Saturday 10 September 2011

The Agony and Ecstasy of Multi-Tasking

In the few hours that I spend at work, in order to earn my living, I am simultaneously looking at e-mails on my laptop, messaging on my bb, reading the Huffington Post on my ipad, answering questions from my colleagues, and thinking about my companies finances, marketing and sales. I am also looking at the price of gold on Bloomberg and regretting that I did not buy some when the price was $600/ounce. 
In those few hours at the office, I am not really there.  Thousands of thoughts fill my mind and I am tired after a few hours of this juggling act.
On some days, I treat my runs much like my work.  I am quite spaced out.  My mind is multi-tasking. I am thinking about past runs or dreaming about future runs.

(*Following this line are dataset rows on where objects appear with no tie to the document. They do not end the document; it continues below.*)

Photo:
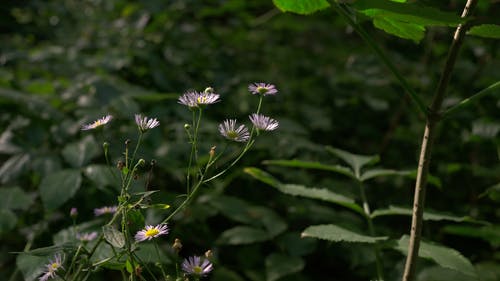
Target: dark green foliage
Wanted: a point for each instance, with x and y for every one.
(65, 63)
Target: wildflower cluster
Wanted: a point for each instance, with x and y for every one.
(118, 233)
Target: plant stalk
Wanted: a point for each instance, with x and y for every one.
(433, 117)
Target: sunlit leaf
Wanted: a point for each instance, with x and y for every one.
(443, 256)
(302, 7)
(428, 216)
(59, 187)
(278, 265)
(336, 233)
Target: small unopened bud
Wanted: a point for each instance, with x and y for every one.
(209, 90)
(209, 254)
(73, 213)
(177, 245)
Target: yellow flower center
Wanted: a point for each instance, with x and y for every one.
(152, 232)
(197, 269)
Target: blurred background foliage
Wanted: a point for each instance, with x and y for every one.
(67, 62)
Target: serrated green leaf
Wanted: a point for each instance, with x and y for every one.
(356, 161)
(241, 235)
(407, 12)
(14, 198)
(278, 265)
(443, 256)
(113, 236)
(489, 233)
(311, 165)
(302, 7)
(79, 153)
(321, 194)
(59, 187)
(486, 30)
(336, 233)
(8, 220)
(412, 31)
(374, 173)
(428, 216)
(307, 192)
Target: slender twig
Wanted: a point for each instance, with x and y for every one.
(381, 54)
(426, 148)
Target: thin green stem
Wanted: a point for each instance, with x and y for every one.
(493, 88)
(371, 229)
(381, 54)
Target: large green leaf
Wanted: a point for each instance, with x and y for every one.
(356, 161)
(486, 30)
(307, 192)
(59, 187)
(489, 233)
(14, 198)
(336, 233)
(443, 256)
(79, 153)
(302, 7)
(278, 265)
(311, 165)
(428, 216)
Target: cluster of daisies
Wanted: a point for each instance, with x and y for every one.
(229, 128)
(198, 266)
(193, 99)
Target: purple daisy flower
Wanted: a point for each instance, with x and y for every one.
(262, 89)
(228, 130)
(150, 232)
(144, 123)
(197, 266)
(262, 122)
(99, 122)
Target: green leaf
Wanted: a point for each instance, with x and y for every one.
(428, 216)
(489, 233)
(336, 233)
(278, 265)
(79, 153)
(8, 220)
(101, 176)
(320, 194)
(307, 192)
(113, 236)
(356, 161)
(59, 187)
(14, 198)
(241, 235)
(443, 256)
(413, 13)
(486, 30)
(303, 7)
(31, 266)
(311, 165)
(412, 31)
(374, 173)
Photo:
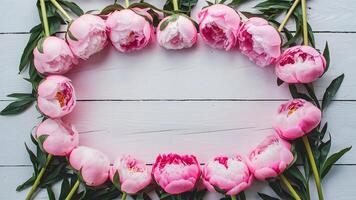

As I run, I am listening to music, I am also thinking about work, family and friends.  I am planning my future runs and races. I am thinking about future training programs and the status of the current ones. My mind is all over the place expect where I am.  
Some days ago, I bought an air gun for my son Aryan.  He had wanted one for a long time and I had delayed buying it for as long as possible.  However, as a kid I had owned one and had enjoyed shooting at discarded battery cells, plastic bottles and such and so I thought it was only fair to buy him one.
We decided to sit in the garden and shoot at a can of Coke.  After sharing the Coke we put the can about 20 feet away and as I handed him the loaded gun, I decided to ask him the question that was asked about 5000 years ago by Dronacharya to his pupils during a lesson of archery. 
I asked Aryan, “What do you see?” He gave me a ‘look’ and said, “Coke Can!”  My question had seemed so bizarre to him that I had to tell him the story about Arjuna from the great Indian epic, The Mahabharata.   
The great master archer, Dronacharya, used to teach a great many princes the art of war, amongst other things.  Archery was his favourite subject and his favourite disciple was Arjuna. 
One day, Dronacharya had asked his disciples to shoot their arrows at the right eye of a dead bird he had hung on a tree. They were all ready with their bows and arrows but he said, “Before you shoot, I want to ask a question, and each one has to answer.”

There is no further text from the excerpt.